Consultant Epideomiologist

Frequent user

6 May 2009, 13:12

I forgot to mention that you may want to use MUAC as a first stage screen for admission into programs using W/H for admission. I would caution against doing this unless the W/H measurements and calculations are done in the field. Referring on MUAC to a W/H program can destroy coverage through the "problem of rejected referrals" (see CTC literature for more on this issue).

The trick to using MUAC in this way is to go for a cut-point that detects (e.g.) W/H < 80% with high sensitivity. The cut-point should not be too high as this will involve you weighing and measuring a great many children which removes the advantage in using a two-stage screen.

The common threshold for this use is 135 mm. If you have data from a nutritional anthropometry survey that collected both MUAC and W/H (yet another reason why you should collect both and SMART / ENA should handle MUAC data) you can fine-tune this threshold. There is a (rather old DOS-based) program available from:

http://www.brixtonhealth.com/Screen100Setup.exe

designed for this purpose. The analysis is not difficult ... (1) apply a case-definition for W/H, (2) set a threshold for a MUAC case-definition at 125 mm, (3) apply the MUAC case-definition, (4) create a 2-by-2 table (MUAC case by W/H case) and calculate sensitivity and specificity, (5) increase MUAC threshold by 1 mm and if < 145 mm repeat from step 3 (above), and (6) select the MUAC threshold with high sensitivity and reasonably specificity.


Tamsin Walters

en-net moderator

Forum moderator

6 May 2009, 13:28

Thank for replying and suggestion


sincerely
Nicholas

Mara Nyawo

Nutrition Specialist / UNICEF

Normal user

10 May 2009, 11:44

I have heard that WHO/UNICEF will recommend that the cut-off point for SAM be increased to MUAC <115mm, and MAM >=115 to <125 for children from 6 months.

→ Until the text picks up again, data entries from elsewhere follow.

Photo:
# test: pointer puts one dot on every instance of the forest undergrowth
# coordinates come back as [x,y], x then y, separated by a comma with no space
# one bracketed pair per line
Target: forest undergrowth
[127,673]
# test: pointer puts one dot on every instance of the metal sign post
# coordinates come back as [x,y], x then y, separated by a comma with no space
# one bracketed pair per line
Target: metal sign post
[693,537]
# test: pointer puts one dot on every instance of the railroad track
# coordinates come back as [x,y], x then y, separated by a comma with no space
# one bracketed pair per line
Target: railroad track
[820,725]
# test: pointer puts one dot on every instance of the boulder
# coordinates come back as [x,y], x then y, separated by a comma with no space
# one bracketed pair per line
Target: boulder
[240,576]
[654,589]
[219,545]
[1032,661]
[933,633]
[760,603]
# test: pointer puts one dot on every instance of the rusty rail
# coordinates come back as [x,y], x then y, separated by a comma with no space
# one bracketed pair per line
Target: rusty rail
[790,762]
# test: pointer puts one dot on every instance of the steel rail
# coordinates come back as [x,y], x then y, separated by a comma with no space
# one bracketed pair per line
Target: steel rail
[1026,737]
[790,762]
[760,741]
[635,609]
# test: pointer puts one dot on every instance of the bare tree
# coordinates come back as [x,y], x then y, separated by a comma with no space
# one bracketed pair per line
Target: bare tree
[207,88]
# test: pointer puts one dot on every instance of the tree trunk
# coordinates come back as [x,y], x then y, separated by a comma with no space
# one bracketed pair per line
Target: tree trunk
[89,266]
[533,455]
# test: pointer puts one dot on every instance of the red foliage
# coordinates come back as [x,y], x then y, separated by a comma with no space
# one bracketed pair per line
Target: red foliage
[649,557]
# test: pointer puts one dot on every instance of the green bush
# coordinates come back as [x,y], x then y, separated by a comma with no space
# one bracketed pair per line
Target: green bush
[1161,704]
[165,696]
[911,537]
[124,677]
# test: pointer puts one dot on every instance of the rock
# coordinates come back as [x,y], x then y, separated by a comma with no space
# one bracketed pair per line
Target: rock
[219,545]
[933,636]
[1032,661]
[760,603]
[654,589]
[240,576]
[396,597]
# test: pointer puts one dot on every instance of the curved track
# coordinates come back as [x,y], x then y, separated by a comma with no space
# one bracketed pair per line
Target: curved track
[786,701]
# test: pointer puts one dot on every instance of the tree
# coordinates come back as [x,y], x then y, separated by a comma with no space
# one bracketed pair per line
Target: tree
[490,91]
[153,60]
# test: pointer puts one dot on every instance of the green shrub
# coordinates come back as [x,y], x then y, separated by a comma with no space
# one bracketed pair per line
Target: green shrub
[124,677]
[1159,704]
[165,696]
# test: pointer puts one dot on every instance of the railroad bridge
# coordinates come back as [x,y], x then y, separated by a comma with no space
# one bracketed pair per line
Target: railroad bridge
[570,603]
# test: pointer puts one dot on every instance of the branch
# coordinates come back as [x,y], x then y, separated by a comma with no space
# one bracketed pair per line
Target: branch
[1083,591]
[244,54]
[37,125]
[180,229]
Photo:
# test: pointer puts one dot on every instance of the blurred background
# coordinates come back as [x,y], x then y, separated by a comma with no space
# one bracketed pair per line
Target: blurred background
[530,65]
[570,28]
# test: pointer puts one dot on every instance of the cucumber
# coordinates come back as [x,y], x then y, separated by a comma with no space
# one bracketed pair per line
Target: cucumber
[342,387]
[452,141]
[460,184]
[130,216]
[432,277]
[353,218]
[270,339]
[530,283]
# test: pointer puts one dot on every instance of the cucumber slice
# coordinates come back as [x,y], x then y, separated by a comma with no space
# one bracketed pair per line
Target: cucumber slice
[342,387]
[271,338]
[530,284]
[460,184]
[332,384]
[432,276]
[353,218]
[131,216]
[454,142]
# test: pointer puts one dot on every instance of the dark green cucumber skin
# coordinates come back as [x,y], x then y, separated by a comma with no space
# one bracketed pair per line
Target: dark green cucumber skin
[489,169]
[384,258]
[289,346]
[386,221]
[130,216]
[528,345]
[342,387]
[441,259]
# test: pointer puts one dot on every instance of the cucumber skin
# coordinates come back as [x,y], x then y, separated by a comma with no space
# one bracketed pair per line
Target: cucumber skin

Would this be to make sure that more children with an increased risk of mortality are identified earlier?

Mark Myatt

Consultant Epideomiologist

Frequent user

10 May 2009, 12:14

In short ... YES. It will approximately double case-numbers (assuming good case-finding). There will be some trade-off of sensitivity in favour of specificity.

Things are not quite as simple as your question seems to suggest. The case-definition can make a large difference to case-finding exhaustivity. This is one of the reasons that MUAC is now preferred over W/H see:

http://tng.brixtonhealth.com/node/15

for a full discussion of this issue.

Case-finding / case-detection is, however, more than having a handy case-definition. We can see this in the coverage proportions achieved by OTP-style programs. Programs that rely on extension workers, periodic screening, and passive case-finding usually achieve coverage proportions of between 15% and 30%. CTC-style programs with well-implemented community mobilisation regularly achieve coverage proportions of between 70% and 80%. The point of this is that if you want to find case you also need to have a well-designed and well-implemented strategy for case-finding.

It is one thing to identify cases and quite another to recruit them. This requires a proximate, responsive, and hospitable program. Effective case-finding is just one element of program coverage.